The end of Privilege

Here’s a pressing question: if Matthew Crawford’s essay on privilege is as shoddy a piece of work as I say it is, how did it get published?

The easy answer is that Crawford works for the institute that funds the journal that published it, but I don’t think he would have had much difficulty placing it elsewhere.  It looks too “highbrow-magaziney” for an editor to turn down.  Let me explain what I mean.

First: Though the essay is essentially an opinion piece, it also gives a discursive treatment of some historical facts about privilege in ancien regime France.  These facts appear to support Crawford’s argument, but they’re not really vital to it.  In fact, they should be seen as purely decorative; they make it seem as though Crawford knows what he’s talking about.

Second: Crawford cites and summarizes an argument by Furet, who’s published a number of books.  Furet is French, so he presumably knows what he’s talking about, and that means Crawford isn’t just making things up.  A knowledgeable French person agrees with him.

Third, and most importantly: Crawford provides a pithy, counterintuitive, but actually quite simple and easily-memorized position on a major topic of discussion among what the Hedgehog Review takes to be its audience.  That makes the essay useful for people who like to have things to say in social situations.  The relevant context for deployment of Crawford’s thesis wouldn’t be in a debate about white privilege, since it’s too flawed an argument to stand up to hostile scrutiny.  Rather, we should imagine something like the following dialogue:

(SCENE: a crowded porch, evening, summer.  White people in suits and dresses are drinking cocktails.)

Rebecca: Did you see the Wall Street Journal article about all the college kids saying that Yale should rename Calhoun College?  Something about “white privilege.”  I don’t get it.

Nigel: I read a really interesting article about that by Matthew Crawford.  You remember, the guy who said kids need to work with their hands more?  Anyhow, he said it’s all liberal self-hatred.

Crawford’s ideas are designed to circulate among people who already know that they don’t like to talk about white privilege, but aren’t sure why.  The “liberal self-hatred” thesis works to cut conversations about white privilege short in an apparently intellectually creditable way.  In this, it functions like one of Flaubert’s idees recues, those obligatory cocktail-party apothegms that express conventional wisdom so well as to block further inquiry.  Some thoughts become idees recues as soon as someone publishes them.

That brings me to the question of whom this article is for.  I’ve already given some sense of my answer, which is that it’s “for” the kind of people that “X privilege” talk might make uncomfortable if they hadn’t been innoculated against it.  Those are the people who read the Hedgehog Review: ivy-league students and their parents, but not the ones who’d read or accept the meritocratic justifications of white privilege on offer in the Weekly Standard or the Daily Stormer.  This audience accepts Crawford’s argument as exactly the kind of balm for a guilty conscience that he accuses “white privilege” discourse of being.
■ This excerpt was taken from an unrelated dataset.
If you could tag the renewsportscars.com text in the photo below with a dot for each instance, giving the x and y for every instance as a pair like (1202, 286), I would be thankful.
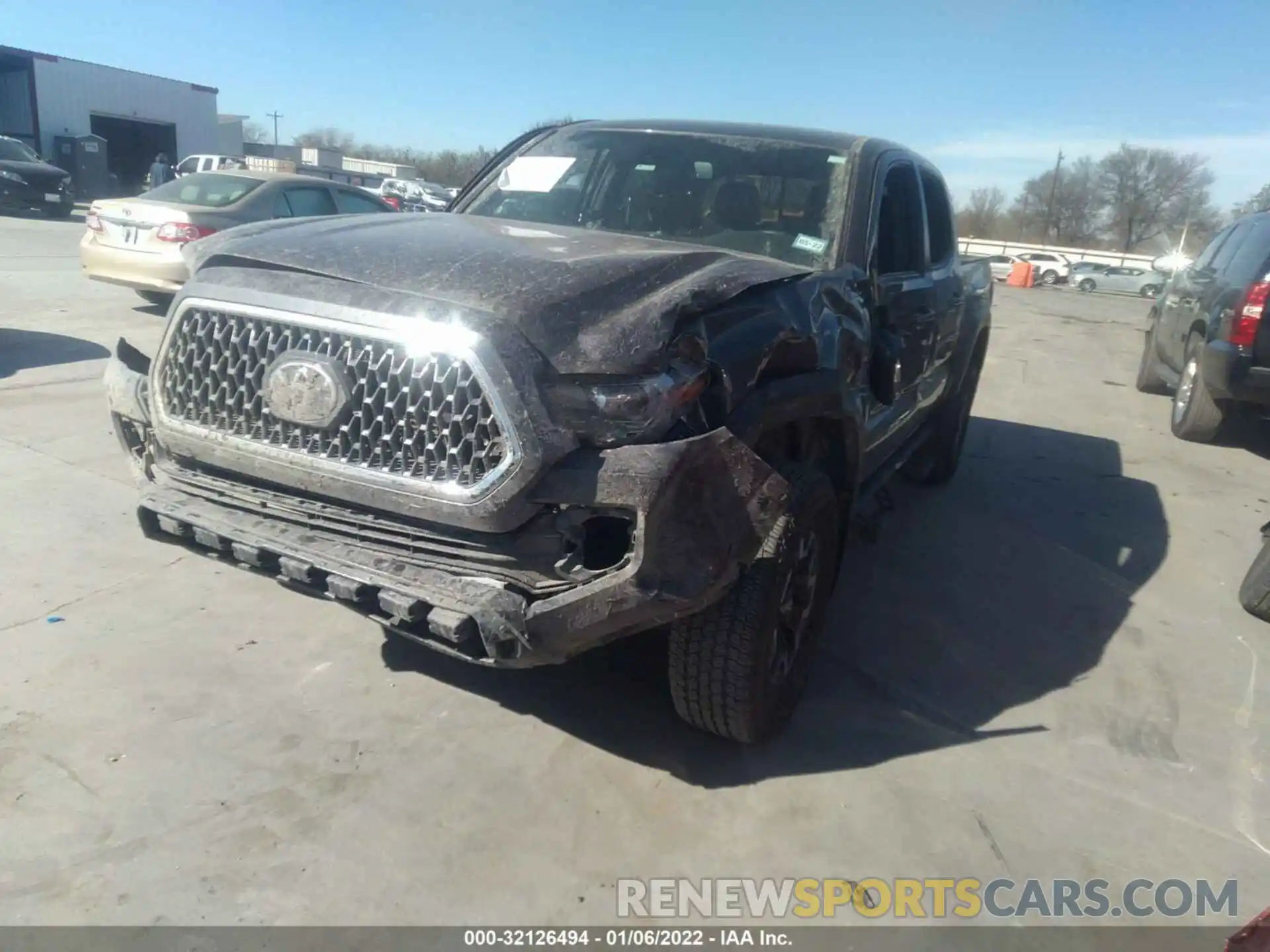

How do you write an article like this?  You don’t necessarily need to be insincere; you just need to be clever, not too self-aware, and suffering from the same crisis of conscience you want to address in your readership.  Then you need to dress up whatever sophistical solution to that crisis lets you sleep at night with facts, figures and authority claims from that book you read a while ago (and note that every such claim on offer in Crawford’s article derives from one book).  Cover your tracks – which is easy, thanks to the loose citation standards of highbrow non-academic periodicals – and you’re good to submit to the journal of your choice.  The editors (assuming you’re enough of an insider or a Big Name to get them to take a look at your work) will sense that you’ve written something valuable for their audience, which in turn will digest your ideas and put them into broader circulation.  The only blowback you’ll get is on blogs, which nobody reads anyway.